5 Realities In One Of History's Most Violent Countries
Despite what District 9 taught us, South Africa isn't a murderous hellhole populated by monstrous aliens. It's actually a beautiful, modern, and industrialized powerhouse of the African continent ... although, in all fairness, it wasn't always like that. Living in South Africa actually used to resemble something out of a nightmarish sci-fi flick -- or at least that's the impression we got after talking with "James," a former member of the country's ruling political party, and Ben Pienaar, a resident back in the 1990s. These are their stories:
Three Words: Car-Mounted Flamethrowers
In Hollywood, slapping a flamethrower on a car (or, occasionally, a guitar) lets the audience know that the movie is taking place in a bleak, post-apocalyptic future where bullshit safety laws no longer hinder the terminally awesome.

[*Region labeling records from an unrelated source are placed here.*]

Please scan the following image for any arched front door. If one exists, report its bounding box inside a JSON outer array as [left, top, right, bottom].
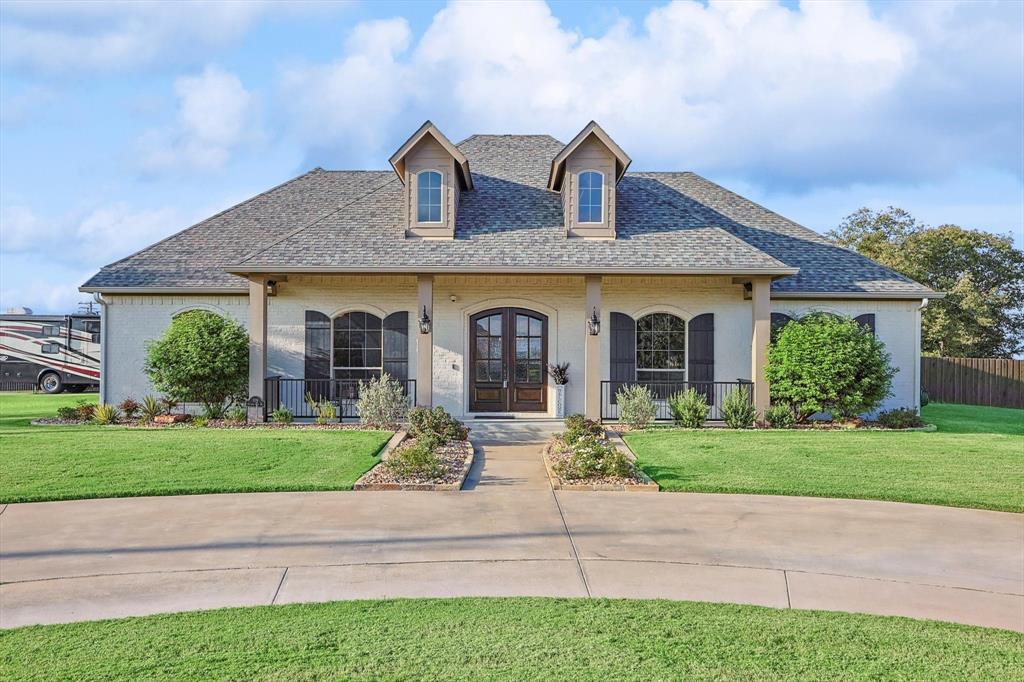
[[469, 308, 548, 412]]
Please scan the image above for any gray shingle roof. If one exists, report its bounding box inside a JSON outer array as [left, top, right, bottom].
[[77, 135, 930, 295]]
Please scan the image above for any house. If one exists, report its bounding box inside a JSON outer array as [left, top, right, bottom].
[[82, 122, 936, 419]]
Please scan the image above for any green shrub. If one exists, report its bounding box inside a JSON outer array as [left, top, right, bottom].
[[225, 407, 249, 424], [355, 372, 409, 429], [409, 406, 469, 443], [57, 406, 78, 422], [92, 404, 121, 424], [562, 415, 604, 444], [554, 433, 633, 480], [385, 435, 443, 479], [879, 408, 925, 429], [144, 310, 249, 414], [118, 397, 139, 421], [139, 395, 164, 422], [765, 312, 896, 422], [722, 386, 758, 429], [765, 402, 797, 429], [669, 388, 708, 429], [75, 400, 96, 422], [270, 406, 295, 424], [615, 384, 655, 429], [203, 402, 228, 421]]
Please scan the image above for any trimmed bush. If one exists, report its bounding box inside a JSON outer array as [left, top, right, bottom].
[[765, 402, 797, 429], [57, 406, 79, 422], [615, 384, 656, 429], [765, 312, 896, 422], [669, 388, 708, 429], [554, 433, 633, 480], [355, 372, 409, 429], [118, 398, 139, 421], [270, 406, 295, 424], [722, 386, 758, 429], [409, 406, 469, 444], [879, 408, 925, 429], [562, 415, 604, 444], [145, 310, 249, 414], [92, 404, 121, 424], [139, 395, 164, 422]]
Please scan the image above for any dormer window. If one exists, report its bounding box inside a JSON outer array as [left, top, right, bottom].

In real-life South Africa, though, making cars pee fire like a Transformer with a urinary-tract infection was more like the country's version of OnStar. Ben Pienaar told us, "While not many people had this, South Africa was the first place in the world to have flamethrowers installed on both sides of the car to fight off hijackers."
As were the hijackers, minus the "serious" part.

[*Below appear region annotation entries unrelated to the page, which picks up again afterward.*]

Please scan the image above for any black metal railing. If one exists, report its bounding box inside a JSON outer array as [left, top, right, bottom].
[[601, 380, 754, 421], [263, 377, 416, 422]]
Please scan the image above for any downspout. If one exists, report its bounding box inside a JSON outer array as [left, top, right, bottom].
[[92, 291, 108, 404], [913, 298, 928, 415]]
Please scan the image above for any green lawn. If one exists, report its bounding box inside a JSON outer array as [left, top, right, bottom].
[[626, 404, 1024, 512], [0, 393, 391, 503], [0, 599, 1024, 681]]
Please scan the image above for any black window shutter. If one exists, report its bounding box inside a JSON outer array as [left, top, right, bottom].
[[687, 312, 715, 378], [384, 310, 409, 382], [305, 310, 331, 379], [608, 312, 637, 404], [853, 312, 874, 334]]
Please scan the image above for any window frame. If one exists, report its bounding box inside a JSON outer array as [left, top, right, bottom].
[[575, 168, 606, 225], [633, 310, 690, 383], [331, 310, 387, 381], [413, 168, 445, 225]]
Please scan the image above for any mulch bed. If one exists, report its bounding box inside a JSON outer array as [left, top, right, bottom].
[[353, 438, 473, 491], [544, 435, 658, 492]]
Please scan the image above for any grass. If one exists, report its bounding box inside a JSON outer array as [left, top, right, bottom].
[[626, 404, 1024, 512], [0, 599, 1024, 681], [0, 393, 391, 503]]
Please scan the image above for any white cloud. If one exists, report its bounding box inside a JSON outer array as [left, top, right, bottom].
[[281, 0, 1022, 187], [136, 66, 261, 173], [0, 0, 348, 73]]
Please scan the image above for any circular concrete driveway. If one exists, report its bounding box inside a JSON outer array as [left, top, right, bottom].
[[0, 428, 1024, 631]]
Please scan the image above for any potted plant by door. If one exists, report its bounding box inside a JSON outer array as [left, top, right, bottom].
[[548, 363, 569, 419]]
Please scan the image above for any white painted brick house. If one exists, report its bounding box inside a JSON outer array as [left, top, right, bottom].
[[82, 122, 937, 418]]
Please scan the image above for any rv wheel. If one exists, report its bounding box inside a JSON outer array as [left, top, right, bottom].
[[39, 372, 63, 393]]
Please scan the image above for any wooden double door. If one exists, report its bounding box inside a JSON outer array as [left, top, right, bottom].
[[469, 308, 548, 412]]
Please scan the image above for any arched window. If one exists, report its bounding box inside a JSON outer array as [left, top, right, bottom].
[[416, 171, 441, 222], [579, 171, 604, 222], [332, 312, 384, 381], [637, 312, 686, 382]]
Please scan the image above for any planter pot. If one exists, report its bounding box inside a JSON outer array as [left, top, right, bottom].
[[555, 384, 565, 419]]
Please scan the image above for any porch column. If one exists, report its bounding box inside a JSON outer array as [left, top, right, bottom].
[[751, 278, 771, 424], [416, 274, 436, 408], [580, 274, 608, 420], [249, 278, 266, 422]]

The device was called a "Blaster," because it blasted jets of fire at would-be attackers, and because "fucking radical" just wasn't descriptive enough. It was operated with a special foot pedal near the accelerator in case the driver was ordered to put their hands up. What's even crazier is that the Blaster was 100 percent legal, according to the SA police.
That's because, between January and June 1998, there were over 4,000 attacks on motorists in the Johannesburg area alone, and drastic times call for kickass measures.
"What smells good? Oh, shit, it's me!"
As a side note, the inventor of the Blaster later came up with a pocket-sized flamethrower "for self-defense," proving that if a real-life supervillain ever emerges, it will be in South Africa.
There Were Guns Everywhere
When South African amputee/sprinter Oscar "Blade Runner" Pistorius shot and killed his girlfriend in 2013, he blamed the incident on his being raised by a parent who slept with a gun under her pillow. Pfft. Big deal. So was Ben, and he never killed anyone ... that he is willing to admit to.
"My dad kept a shotgun in various places around the house, and he also slept with a handgun (a .38, I think) under his pillow for many years, until my mom said he had to put it somewhere else."
"Oh, just let the kids have it. A .38 is basically a toy anyway."
Hell, Ben says that when he was little, he had to learn to fall asleep to the sound of gunfire, because everyone around him owned and used guns. Sometimes, that wasn't such a bad thing: "Once my dad got into a road-rage thing where he and the other guy both pulled over to fight," Ben says. "My dad saw the guy get out of his car with a handgun, so my dad took out his own handgun and went to meet him. Instead of having a duel, they just had a very respectful and mutually terrified conversation and then drove away."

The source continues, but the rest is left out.